Doctors can be socialized to cooperate in morally despicable evil, says bioethicist
Bioethicist Carl Elliott seems to relish stirring up fellow bioethicists and the medical profession. In his latest book, The Occasional Human Sacrifice: Medical Experimentation and the Price of Saying No, he examines the role of whistleblowers in uncovering medical scandals.
He knows from experience. He fought for years to get his own institution, the University of Minnesota, to acknowledge its role in the suicide of a man in an industry-funded clinical trial of antipsychotic drugs.
The New York Times recently published a brief excerpt from his book in which he asks why doctors end up participating in atrocities like the Tuskegee syphilis trials or the Willowbrook hepatitis study. Elliott is scathing. He says that students and doctors can be socialised into accepting morally indefensible situations. Courageous whistleblowers are essential to shatter the bubble of self-assured expertise.
Medical traditions are notoriously difficult to uproot, and academic medicine does not easily tolerate ethical dissent. I doubt the medical profession can be trusted to reform itself …
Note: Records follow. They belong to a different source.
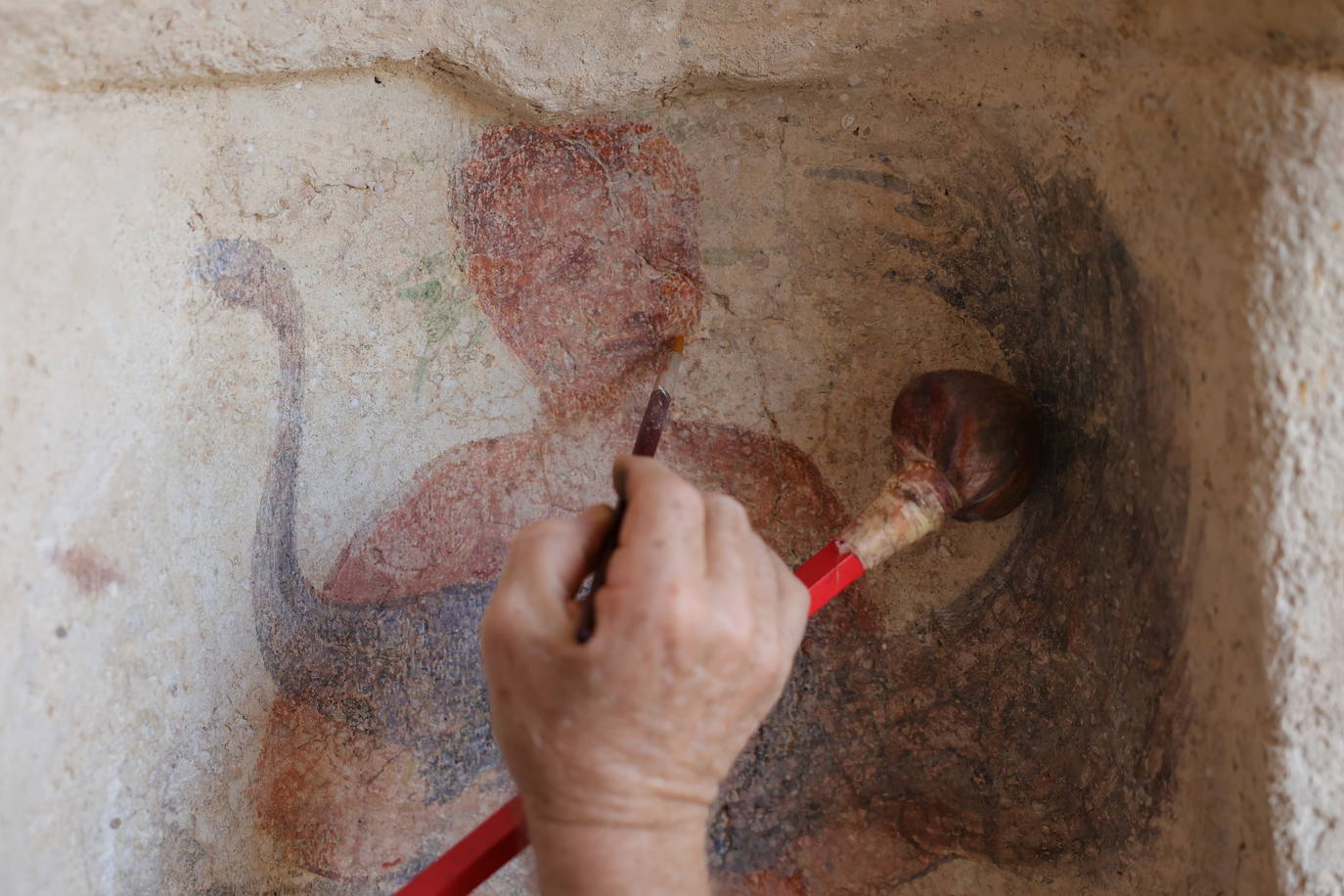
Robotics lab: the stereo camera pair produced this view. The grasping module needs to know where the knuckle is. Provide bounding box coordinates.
[658,477,704,511]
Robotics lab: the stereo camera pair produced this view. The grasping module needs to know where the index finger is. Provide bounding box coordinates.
[607,456,705,584]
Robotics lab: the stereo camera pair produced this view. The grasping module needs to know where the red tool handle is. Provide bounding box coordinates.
[396,541,864,896]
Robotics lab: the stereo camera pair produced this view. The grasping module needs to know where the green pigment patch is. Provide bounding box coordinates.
[392,248,485,395]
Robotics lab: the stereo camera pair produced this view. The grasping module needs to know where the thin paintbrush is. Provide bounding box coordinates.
[574,336,686,644]
[398,368,1040,896]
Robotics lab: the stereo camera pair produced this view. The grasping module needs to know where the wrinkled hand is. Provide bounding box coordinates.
[481,458,808,839]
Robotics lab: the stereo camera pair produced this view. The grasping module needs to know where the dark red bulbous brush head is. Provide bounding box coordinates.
[891,371,1040,519]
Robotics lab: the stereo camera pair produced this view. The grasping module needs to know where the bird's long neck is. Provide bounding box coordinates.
[252,291,317,663]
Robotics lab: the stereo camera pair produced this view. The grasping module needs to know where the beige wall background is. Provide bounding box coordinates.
[0,0,1344,893]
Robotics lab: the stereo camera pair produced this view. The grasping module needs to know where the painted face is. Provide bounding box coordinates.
[456,122,703,399]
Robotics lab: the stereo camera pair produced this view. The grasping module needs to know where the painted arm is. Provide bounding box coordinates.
[481,458,808,896]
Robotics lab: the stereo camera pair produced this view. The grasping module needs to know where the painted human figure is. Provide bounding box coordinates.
[201,123,892,877]
[201,115,1182,893]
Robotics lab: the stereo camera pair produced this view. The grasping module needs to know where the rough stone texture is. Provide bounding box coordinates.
[0,0,1344,893]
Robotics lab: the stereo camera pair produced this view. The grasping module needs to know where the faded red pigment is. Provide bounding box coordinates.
[255,122,871,893]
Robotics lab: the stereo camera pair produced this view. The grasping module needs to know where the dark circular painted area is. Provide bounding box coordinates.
[714,125,1188,892]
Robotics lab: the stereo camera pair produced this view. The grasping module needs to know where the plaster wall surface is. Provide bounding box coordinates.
[0,0,1344,893]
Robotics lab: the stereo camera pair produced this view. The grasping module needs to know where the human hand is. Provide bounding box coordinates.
[481,458,808,886]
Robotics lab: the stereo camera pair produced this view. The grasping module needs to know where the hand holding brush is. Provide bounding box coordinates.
[402,371,1039,896]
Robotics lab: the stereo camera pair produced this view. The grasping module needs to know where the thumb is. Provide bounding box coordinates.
[491,504,615,636]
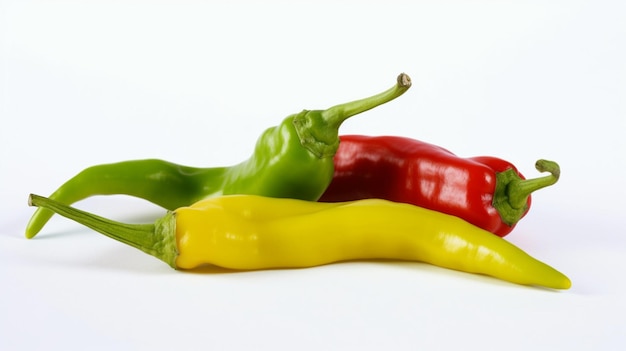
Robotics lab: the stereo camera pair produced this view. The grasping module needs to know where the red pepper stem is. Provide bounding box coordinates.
[506,160,561,212]
[28,194,178,268]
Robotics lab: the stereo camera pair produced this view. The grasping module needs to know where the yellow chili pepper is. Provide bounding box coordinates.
[29,195,571,289]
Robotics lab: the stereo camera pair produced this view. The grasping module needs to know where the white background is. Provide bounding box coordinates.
[0,0,626,350]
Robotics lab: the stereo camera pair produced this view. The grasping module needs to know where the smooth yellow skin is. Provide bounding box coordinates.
[174,195,571,289]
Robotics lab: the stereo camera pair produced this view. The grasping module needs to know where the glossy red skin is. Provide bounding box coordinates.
[320,135,530,236]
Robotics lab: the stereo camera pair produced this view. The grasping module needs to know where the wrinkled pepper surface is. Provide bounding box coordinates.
[29,195,571,289]
[320,135,560,236]
[26,73,411,238]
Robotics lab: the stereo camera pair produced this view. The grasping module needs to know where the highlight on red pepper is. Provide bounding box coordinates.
[26,73,411,238]
[29,195,571,289]
[320,135,560,236]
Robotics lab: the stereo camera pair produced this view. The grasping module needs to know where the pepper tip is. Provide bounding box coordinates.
[398,73,412,88]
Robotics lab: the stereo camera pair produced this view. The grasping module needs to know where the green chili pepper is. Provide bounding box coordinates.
[26,73,411,238]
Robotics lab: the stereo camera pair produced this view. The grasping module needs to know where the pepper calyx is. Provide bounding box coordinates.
[492,160,561,226]
[28,194,178,268]
[293,73,411,158]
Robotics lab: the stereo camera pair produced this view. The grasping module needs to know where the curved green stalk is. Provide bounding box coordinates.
[28,194,178,268]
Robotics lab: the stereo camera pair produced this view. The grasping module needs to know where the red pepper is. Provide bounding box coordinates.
[320,135,560,236]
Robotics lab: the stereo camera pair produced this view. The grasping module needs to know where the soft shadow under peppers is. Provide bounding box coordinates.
[29,195,571,289]
[26,73,411,238]
[320,135,560,236]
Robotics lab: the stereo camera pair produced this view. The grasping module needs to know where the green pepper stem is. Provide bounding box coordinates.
[28,194,177,268]
[322,73,411,128]
[292,73,411,158]
[507,160,561,208]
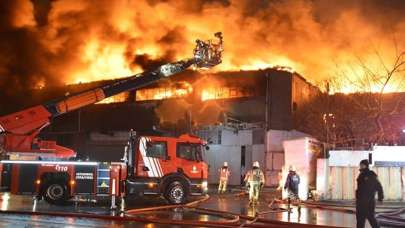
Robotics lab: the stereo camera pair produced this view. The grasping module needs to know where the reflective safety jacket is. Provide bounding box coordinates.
[219,167,231,181]
[245,169,264,184]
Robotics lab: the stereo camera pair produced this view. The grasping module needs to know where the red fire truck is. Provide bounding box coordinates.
[0,131,208,204]
[0,33,223,204]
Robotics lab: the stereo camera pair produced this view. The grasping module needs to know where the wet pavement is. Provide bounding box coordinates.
[0,191,398,228]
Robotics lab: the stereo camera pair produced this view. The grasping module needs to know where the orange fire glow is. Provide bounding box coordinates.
[5,0,405,94]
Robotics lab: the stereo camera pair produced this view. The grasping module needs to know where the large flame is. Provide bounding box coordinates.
[0,0,405,93]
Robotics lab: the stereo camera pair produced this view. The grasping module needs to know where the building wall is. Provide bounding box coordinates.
[197,126,265,185]
[263,130,308,187]
[317,146,405,200]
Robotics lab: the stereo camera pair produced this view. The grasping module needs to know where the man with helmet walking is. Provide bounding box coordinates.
[245,161,264,205]
[284,165,301,212]
[218,162,231,194]
[356,159,384,228]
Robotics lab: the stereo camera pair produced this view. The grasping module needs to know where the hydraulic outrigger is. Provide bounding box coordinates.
[0,32,223,159]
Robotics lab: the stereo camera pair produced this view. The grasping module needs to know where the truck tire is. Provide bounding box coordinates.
[44,183,68,205]
[164,180,188,204]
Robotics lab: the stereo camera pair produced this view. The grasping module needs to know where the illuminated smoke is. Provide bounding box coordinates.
[0,0,405,94]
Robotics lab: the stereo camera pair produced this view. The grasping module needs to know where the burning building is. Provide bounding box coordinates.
[2,68,320,185]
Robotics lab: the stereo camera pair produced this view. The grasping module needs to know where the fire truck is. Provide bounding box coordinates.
[0,33,223,204]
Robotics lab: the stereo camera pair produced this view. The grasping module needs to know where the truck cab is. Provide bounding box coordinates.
[125,135,208,204]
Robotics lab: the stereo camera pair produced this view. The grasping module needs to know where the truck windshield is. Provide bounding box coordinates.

To embark on a career in medicine is like moving to a foreign country where you do not understand the customs, rituals, manners or language. Your main concern on arrival is how to fit in and avoid causing offense. This is true even if the local customs seem backward or cruel. What’s more, this particular country has an authoritarian government and a rigid status hierarchy where dissent is not just discouraged but also punished. Living happily in this country requires convincing yourself that whatever discomfort you feel comes from your own ignorance and lack of experience. Over time, you learn how to assimilate. You may even come to laugh at how naïve you were when you first arrived …
One of the great mysteries of human behavior is how institutions create social worlds where unthinkable practices come to seem normal. This is as true of academic medical centers as it is of prisons and military units. When we are told about a horrific medical research scandal, we assume that we would see it just as the whistle-blower Peter Buxtun saw the Tuskegee syphilis study: an abuse so shocking that only a sociopath could fail to perceive it.
Yet it rarely happens this way. It took Mr. Buxtun seven years to convince others to see the abuses for what they were. It has taken other whistle-blowers even longer. Even when the outside world condemns a practice, medical institutions typically insist that the outsiders don’t really understand.